Je montais dans ma chambre en maillot de bain, toute heureuse de l'après midi que j'avais passé. Pourtant une fois devant la glace de la penderie en ôtant tout d'abord le haut de mon deux pièces j'eus une vision d'horreur. Je me dépêchais d'enlever mon slip pour constater les irrémédiables dégâts. Je m'étais une fois de plus fait posséder par Madame, et cette fois ci en beauté, sans m'en apercevoir.
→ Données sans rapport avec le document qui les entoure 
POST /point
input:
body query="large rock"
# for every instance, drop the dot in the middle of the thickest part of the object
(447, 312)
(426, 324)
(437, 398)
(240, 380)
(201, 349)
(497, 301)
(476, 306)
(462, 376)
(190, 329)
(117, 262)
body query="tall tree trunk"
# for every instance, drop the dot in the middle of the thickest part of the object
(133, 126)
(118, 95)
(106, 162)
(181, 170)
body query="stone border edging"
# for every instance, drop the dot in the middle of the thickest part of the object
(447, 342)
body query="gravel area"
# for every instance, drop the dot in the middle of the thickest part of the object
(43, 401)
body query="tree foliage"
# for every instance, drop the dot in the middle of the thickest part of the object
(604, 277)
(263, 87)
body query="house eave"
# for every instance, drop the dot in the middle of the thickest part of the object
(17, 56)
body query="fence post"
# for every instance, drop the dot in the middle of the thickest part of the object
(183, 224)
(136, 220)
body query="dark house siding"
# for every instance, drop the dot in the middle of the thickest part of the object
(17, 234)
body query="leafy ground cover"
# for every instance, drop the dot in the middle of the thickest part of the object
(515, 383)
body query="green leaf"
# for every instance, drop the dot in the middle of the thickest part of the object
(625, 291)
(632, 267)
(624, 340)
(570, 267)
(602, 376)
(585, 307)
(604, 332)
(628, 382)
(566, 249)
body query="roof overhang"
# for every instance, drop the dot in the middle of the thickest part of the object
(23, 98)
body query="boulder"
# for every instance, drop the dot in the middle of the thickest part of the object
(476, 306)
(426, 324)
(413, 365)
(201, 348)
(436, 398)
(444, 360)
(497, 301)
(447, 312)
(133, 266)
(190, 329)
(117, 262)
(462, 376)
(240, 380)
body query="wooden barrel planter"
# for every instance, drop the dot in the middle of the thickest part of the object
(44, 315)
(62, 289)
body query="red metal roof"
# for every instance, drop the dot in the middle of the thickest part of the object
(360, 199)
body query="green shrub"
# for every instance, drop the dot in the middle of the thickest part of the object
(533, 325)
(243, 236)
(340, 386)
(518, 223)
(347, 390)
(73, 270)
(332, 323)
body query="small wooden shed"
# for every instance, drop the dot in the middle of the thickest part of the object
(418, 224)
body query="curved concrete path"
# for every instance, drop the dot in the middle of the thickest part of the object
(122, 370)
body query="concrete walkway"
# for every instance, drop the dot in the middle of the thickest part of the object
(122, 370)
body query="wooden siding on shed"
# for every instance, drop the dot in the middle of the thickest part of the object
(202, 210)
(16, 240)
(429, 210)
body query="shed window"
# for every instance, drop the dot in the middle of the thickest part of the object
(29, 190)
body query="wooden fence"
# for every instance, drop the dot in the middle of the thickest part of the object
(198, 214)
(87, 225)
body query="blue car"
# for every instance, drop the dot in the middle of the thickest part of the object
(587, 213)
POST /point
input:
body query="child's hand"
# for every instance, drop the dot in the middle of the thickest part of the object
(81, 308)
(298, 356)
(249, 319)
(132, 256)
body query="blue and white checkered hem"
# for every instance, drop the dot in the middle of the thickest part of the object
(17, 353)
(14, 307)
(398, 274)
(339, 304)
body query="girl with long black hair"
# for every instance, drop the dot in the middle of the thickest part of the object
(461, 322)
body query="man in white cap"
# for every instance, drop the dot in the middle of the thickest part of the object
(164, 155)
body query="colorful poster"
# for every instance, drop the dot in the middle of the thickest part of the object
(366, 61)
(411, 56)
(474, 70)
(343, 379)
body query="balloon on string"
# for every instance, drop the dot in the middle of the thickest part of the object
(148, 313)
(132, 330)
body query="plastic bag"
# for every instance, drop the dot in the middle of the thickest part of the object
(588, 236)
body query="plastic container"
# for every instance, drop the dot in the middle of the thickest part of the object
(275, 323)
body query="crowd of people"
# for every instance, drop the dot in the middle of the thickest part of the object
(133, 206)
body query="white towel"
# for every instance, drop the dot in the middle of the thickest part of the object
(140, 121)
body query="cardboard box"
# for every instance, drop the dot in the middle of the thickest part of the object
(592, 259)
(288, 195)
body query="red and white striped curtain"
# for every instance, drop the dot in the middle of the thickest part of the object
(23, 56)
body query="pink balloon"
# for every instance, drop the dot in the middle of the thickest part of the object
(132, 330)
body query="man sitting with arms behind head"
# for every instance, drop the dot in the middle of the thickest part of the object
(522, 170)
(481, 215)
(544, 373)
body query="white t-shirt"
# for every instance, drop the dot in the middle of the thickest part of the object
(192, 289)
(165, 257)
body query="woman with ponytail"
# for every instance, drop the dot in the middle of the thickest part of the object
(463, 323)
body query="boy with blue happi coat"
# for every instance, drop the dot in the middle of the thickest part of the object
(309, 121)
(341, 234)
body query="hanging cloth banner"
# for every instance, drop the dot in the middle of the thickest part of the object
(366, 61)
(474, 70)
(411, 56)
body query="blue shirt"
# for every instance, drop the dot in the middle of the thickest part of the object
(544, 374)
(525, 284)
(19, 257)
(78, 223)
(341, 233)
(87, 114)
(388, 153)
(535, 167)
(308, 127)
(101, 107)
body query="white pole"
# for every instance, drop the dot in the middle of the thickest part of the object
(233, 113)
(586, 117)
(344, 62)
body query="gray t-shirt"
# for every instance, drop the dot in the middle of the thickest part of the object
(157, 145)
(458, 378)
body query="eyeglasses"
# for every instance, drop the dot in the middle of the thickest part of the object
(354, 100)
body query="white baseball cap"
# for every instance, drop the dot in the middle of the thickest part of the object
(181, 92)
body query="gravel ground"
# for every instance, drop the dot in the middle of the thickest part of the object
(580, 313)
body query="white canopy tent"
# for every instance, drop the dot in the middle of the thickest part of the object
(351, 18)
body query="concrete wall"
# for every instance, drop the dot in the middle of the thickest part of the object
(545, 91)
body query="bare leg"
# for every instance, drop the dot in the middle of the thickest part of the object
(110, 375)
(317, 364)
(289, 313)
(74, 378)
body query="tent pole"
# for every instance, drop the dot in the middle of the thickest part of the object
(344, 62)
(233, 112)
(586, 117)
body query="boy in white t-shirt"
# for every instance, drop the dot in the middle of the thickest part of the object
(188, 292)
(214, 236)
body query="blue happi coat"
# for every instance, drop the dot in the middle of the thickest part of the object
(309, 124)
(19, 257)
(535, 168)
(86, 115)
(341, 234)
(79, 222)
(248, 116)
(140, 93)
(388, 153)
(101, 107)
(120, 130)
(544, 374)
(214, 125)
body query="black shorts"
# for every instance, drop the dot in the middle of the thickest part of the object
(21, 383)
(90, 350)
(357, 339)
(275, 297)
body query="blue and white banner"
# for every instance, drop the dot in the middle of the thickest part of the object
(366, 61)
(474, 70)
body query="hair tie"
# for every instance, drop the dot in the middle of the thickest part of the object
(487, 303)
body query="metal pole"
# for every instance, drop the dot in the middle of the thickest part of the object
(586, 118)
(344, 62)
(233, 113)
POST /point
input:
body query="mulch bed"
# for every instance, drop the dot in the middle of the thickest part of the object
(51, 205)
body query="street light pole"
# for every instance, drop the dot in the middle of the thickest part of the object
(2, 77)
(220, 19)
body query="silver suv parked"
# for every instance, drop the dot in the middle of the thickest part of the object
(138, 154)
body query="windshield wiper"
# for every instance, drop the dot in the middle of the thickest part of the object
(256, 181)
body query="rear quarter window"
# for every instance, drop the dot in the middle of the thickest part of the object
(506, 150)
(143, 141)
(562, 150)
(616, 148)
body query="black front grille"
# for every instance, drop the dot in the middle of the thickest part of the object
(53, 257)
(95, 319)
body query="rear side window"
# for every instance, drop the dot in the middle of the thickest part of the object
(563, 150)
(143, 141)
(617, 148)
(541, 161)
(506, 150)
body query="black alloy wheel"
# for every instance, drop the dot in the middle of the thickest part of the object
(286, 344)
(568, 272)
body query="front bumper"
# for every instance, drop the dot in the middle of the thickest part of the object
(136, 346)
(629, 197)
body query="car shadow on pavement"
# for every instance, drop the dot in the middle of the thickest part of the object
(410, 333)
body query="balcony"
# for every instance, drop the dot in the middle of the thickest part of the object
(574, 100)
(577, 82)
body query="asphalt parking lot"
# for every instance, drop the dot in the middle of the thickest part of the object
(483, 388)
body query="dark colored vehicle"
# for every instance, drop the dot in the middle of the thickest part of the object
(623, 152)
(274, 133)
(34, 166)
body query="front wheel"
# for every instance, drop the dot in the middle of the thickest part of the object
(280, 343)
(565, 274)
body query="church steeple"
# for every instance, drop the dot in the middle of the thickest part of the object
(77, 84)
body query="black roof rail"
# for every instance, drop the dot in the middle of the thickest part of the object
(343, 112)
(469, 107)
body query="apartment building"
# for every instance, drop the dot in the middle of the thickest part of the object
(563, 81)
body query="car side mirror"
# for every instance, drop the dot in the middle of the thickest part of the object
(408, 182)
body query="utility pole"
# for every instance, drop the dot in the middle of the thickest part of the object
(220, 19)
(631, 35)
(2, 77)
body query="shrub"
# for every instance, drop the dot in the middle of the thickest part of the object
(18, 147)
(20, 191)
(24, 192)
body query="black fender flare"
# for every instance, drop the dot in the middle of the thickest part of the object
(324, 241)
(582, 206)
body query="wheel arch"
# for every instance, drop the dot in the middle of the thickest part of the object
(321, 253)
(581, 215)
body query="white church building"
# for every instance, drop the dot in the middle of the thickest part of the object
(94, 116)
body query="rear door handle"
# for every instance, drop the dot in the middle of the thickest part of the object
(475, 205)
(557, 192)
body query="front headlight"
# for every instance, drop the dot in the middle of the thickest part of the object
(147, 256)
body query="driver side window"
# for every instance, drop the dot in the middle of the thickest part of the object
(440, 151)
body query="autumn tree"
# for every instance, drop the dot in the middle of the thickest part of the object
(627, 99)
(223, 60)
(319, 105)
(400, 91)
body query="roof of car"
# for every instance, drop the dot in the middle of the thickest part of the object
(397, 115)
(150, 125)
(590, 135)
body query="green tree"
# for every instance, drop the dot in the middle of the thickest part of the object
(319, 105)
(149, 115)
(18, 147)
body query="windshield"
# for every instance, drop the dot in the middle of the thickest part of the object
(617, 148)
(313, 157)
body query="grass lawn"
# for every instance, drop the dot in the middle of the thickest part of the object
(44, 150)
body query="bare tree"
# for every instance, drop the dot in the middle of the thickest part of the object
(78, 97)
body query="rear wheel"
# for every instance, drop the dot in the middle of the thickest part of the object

Le coup du maillot de bain deux pièces à ma taille ainsi que la séance de bronzage 'avait rien d'autre effet que de 'humilier une fois de plus, le bain de soleil ayant eut comme action de marquer mon corps aux traces du maillot. J'étais quitte à avoir des marques de soutien gorge et de slip échancré pour de longs mois. Comment allais je pouvoir dissimuler ces marques de retour au travail ? Ou encore lors d'une visite médicale ?
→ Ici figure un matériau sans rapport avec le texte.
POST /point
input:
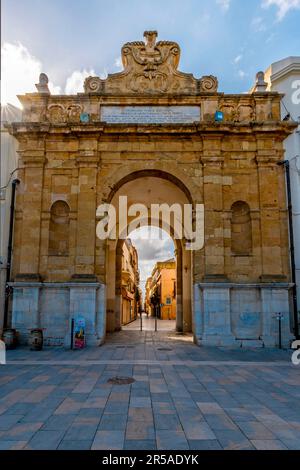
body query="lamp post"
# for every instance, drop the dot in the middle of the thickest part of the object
(286, 165)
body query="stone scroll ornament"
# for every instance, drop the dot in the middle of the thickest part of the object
(150, 67)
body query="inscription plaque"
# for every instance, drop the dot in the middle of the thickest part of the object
(150, 114)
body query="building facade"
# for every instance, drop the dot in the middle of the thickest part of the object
(153, 134)
(163, 281)
(130, 283)
(284, 77)
(8, 173)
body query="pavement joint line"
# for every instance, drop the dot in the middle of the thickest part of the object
(153, 362)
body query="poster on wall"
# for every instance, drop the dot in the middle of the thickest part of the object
(79, 333)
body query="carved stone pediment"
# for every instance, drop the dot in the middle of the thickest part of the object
(150, 67)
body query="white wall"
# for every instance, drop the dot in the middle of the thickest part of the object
(284, 77)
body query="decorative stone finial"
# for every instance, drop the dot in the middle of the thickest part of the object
(150, 37)
(260, 84)
(42, 86)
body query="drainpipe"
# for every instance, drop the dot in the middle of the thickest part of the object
(286, 164)
(9, 249)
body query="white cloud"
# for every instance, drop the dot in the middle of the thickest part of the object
(283, 6)
(238, 58)
(224, 4)
(74, 83)
(242, 74)
(258, 24)
(153, 244)
(20, 72)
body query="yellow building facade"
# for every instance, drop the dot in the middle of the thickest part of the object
(130, 282)
(163, 281)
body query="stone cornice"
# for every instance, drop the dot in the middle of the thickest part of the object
(98, 128)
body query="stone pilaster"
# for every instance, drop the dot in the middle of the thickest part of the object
(31, 188)
(270, 223)
(87, 161)
(213, 206)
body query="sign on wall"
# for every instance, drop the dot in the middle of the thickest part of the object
(79, 333)
(150, 114)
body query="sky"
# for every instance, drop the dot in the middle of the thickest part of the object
(71, 39)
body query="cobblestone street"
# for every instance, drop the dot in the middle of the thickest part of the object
(182, 397)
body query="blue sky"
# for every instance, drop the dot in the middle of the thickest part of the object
(231, 39)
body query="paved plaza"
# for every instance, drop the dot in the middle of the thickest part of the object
(183, 396)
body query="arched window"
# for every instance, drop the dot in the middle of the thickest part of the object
(241, 229)
(59, 229)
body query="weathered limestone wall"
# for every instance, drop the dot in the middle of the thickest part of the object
(241, 276)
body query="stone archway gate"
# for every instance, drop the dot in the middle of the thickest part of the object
(223, 148)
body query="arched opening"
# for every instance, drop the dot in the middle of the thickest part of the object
(241, 229)
(148, 271)
(59, 229)
(147, 190)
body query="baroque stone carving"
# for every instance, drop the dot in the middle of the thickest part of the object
(42, 86)
(74, 111)
(209, 84)
(56, 114)
(150, 67)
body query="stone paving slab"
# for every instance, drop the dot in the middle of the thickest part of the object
(187, 398)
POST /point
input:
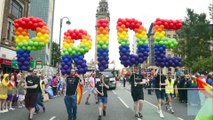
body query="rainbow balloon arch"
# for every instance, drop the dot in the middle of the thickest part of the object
(25, 44)
(72, 54)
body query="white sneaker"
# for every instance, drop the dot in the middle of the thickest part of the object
(5, 110)
(161, 114)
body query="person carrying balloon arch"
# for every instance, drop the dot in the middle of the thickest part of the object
(70, 98)
(137, 82)
(91, 88)
(169, 92)
(32, 86)
(101, 89)
(160, 83)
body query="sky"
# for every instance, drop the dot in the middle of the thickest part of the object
(82, 14)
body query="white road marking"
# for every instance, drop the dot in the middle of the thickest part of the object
(114, 92)
(52, 118)
(180, 118)
(123, 102)
(151, 104)
(155, 106)
(84, 92)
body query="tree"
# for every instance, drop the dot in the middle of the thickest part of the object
(211, 11)
(203, 64)
(194, 37)
(55, 54)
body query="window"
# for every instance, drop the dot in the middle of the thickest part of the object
(16, 9)
(10, 27)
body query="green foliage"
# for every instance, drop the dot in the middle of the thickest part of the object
(194, 38)
(55, 54)
(203, 64)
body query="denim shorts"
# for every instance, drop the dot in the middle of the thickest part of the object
(102, 100)
(160, 94)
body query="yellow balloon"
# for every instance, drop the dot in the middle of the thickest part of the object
(39, 34)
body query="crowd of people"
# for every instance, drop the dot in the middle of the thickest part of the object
(28, 90)
(19, 90)
(178, 85)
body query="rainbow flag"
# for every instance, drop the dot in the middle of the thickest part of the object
(79, 93)
(205, 88)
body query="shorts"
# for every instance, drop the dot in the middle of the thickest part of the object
(30, 101)
(9, 98)
(15, 98)
(137, 94)
(91, 90)
(21, 97)
(160, 94)
(102, 100)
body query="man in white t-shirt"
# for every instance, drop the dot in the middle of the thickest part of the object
(91, 88)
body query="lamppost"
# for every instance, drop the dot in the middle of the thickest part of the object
(59, 40)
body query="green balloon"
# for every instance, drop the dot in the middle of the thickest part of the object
(101, 42)
(86, 50)
(35, 43)
(99, 46)
(30, 43)
(73, 52)
(62, 53)
(70, 49)
(161, 42)
(29, 48)
(23, 47)
(26, 44)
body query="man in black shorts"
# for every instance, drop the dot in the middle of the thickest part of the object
(160, 84)
(70, 99)
(32, 82)
(137, 82)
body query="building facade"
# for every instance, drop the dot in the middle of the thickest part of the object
(169, 52)
(9, 11)
(102, 13)
(45, 12)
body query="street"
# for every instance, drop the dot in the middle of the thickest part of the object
(120, 107)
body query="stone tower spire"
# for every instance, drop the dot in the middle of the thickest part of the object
(101, 13)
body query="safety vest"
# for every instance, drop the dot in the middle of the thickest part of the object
(41, 85)
(170, 86)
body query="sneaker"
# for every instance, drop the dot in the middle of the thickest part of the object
(87, 103)
(140, 115)
(104, 112)
(12, 109)
(172, 111)
(5, 110)
(161, 114)
(158, 111)
(99, 117)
Le tatouage fessier que je portais, je le cachais jusque là en collant un pansement sous un caleçon. Même si en suppliant Madame, elle m'autorisait à prendre le soleil nue cette fois ci, rien n'y ferait, j'étais bonne pour garder la trace du bikini de bons mois encore. A quoi bon pleurnicher et se lamenter, c'était une démonstration de plus s'il en fallait une de ma servitude à l'égard de ma Maîtresse et de Madame.
Je m'habillais rapidement afin de faire le ménage de la chambre de Madame. Soutien gorge sur mes faux seins, porte jarretelle et slip coordonné en dentelle blanche, une paire de bas blanc aussi à coutures pour les dessous. Une robe en maille grise ultra courte, des souliers blancs, le maquillage et un coup de brosse dans les cheveux.
Et sans oublier de changer de Tampax dans mon cul, j'étais prête pour une séance de ménage dans les appartements de Madame, avec changement des draps et lessive de ceux ci. Depuis mon arrivée d'ailleurs Madame me faisait changer et laver ses draps tous les deux jours. Cela m'occupait disait Madame et en cette période estivale, Madame aimait se coucher dans des draps propres, exempt de sueur.
Les bretelles de mon soutien gorge me blessaient, sûrement à cause des coups de soleil que j'avais pris sur les épaules et de fait ma tenue de femme modèle était plus pénible à porter.
De retour dans ma cuisine, j'aperçus Madame toujours allongée sur la terrasse alors que je commençais à préparer le repas, elle appela :
"Alors Edith pas trop marquée par le soleil ?".
Madame se moquait de moi, elle se doutait de l'effet du soleil sur ma peau. Je répondais :
"Vous le saviez Madame, que le bikini allait me laisser des marques. Pourquoi m'humilier toujours d'avantage ? Comment vais je faire cet automne ? ".
"C'est pour ton bien Edith ! Tu sais bien que le soleil, il n'y a rien de plus dangereux pour les seins ! Je ne voudrais pas que ma bonne ait la poitrine brûlée, et puis tu voulais être soumise, c'est Régine qui me l'a dit. Maintenant que ton vœu est exaucé, que ta Maîtresse t'a offert ce stage de perfectionnement, tu ne vas qu'en même pas jouer sœur pudeur pour une malheureuse trace de maillot ? ".
Je ne pouvais pas répondre et puis à quoi bon, c'est vrai, j'achetais Démonia en cachette il y a quelques années, je fantasmais sur la soumission, j'ai même commis l'imprudence de l'écrire dans mon journal intime. Pourtant j'étais loin de penser au début que ma femme me transformerait en Edith, la soumise féminisée, femme de chambre, suceuse et désormais enculée.
Je regagnais ma cuisine, m'évadant un moment en préparant le souper. Au moins pendant ce temps je ne pensais à rien. Après le service, l'épandage de la lessive, le nettoyage de la cuisine, Madame m'autorisa à monter dans ma chambre.
Démaquillage, bigoudis sur la tête, lessive de ma lingerie étaient des tâches routinière que j'effectuais avant d'enfiler ma nuisette en dentelle noire qu'Alain m'avait offerte. Enfin je me couchais essayant de ne penser à rien pour profiter de cette nuit et être prête pour l'heure où Madame viendrait me réveiller.